The variators are working fine. They are holding pressure, advancing and retarding the timing as expected when the engine is running and holding adequate oil to supply the needed pressure on startup. There are no CEL messages, etc.

However, when the oil is hot and has just enough time to drain away, the variators become starved, at least temporarily of oil pressure. Coincidentally, a warm startup is when I believe the accumulator should be doing most of it's work. It should (I'm guessing, since all the Maserati techs I talk to seem to have a different variation of how this actually works) store the oil pressure for the variators when they need it, and it's proximity to them helps with this. The variators should need it the most during warm startups.

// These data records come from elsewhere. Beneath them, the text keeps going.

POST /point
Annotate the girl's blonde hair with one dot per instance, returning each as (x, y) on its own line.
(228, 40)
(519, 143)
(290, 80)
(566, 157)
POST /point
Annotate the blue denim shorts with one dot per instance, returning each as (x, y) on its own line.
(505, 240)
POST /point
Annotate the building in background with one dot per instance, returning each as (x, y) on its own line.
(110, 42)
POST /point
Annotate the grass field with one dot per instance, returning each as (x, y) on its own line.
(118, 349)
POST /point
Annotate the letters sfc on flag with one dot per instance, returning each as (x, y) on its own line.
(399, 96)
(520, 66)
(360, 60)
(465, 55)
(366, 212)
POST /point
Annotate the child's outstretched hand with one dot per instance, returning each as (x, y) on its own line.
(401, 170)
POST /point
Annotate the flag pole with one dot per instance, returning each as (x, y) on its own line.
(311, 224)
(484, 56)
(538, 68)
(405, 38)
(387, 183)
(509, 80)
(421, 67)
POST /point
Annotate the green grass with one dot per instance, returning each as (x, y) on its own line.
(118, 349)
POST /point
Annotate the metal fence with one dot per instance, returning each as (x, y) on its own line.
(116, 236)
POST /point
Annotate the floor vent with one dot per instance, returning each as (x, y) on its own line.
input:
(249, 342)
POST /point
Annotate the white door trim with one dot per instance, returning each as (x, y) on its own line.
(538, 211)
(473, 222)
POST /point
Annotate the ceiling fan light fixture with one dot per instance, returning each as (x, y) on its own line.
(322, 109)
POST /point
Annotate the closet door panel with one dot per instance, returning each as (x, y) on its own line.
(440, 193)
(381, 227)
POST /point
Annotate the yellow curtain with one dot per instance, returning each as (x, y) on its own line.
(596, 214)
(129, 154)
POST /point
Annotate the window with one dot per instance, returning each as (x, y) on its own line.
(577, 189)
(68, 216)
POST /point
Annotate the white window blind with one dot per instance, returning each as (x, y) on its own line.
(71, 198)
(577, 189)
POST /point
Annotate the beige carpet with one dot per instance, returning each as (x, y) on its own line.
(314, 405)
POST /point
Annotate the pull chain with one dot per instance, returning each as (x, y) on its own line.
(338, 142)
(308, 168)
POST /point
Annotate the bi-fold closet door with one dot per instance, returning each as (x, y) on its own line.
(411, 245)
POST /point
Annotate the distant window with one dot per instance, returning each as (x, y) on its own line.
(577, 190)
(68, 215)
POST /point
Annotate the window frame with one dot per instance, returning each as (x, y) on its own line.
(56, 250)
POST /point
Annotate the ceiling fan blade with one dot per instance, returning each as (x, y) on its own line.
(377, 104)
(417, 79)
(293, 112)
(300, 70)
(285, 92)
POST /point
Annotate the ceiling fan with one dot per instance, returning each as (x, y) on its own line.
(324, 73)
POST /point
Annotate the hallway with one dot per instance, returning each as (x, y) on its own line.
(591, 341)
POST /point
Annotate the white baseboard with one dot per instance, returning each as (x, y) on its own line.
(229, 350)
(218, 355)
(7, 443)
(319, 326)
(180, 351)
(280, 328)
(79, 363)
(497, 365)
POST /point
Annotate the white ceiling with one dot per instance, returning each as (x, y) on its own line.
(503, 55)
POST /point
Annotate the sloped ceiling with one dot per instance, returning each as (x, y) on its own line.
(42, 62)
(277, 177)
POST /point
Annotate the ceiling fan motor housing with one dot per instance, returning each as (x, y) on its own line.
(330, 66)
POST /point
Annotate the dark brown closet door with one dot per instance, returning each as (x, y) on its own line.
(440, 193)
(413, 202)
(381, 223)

Now that I am running new variators and seals, but still have a pressure supply problem, the warm start rattle persists.

In summary, here is what I believe are the ultimate sources of necessary VVT pressure:

1. Cold start - pressure relies upon oil in the system (variator and bushing);
2. Warm start - more pressure is needed to compensate for lack of oil viscosity, This pressure is supplemented/stabilized by the variator accumulator;
3. Hot start - pressure remains high for a period of 30 minutes to (?) and depends on the age of both the variators and accumulator.

So, if during a warm start there is inadequate pressure in the accumulator, there will be a deficit in pressure reaching the variators for a few seconds, causing a rattle, regardless of the variator's ability to hold pressure.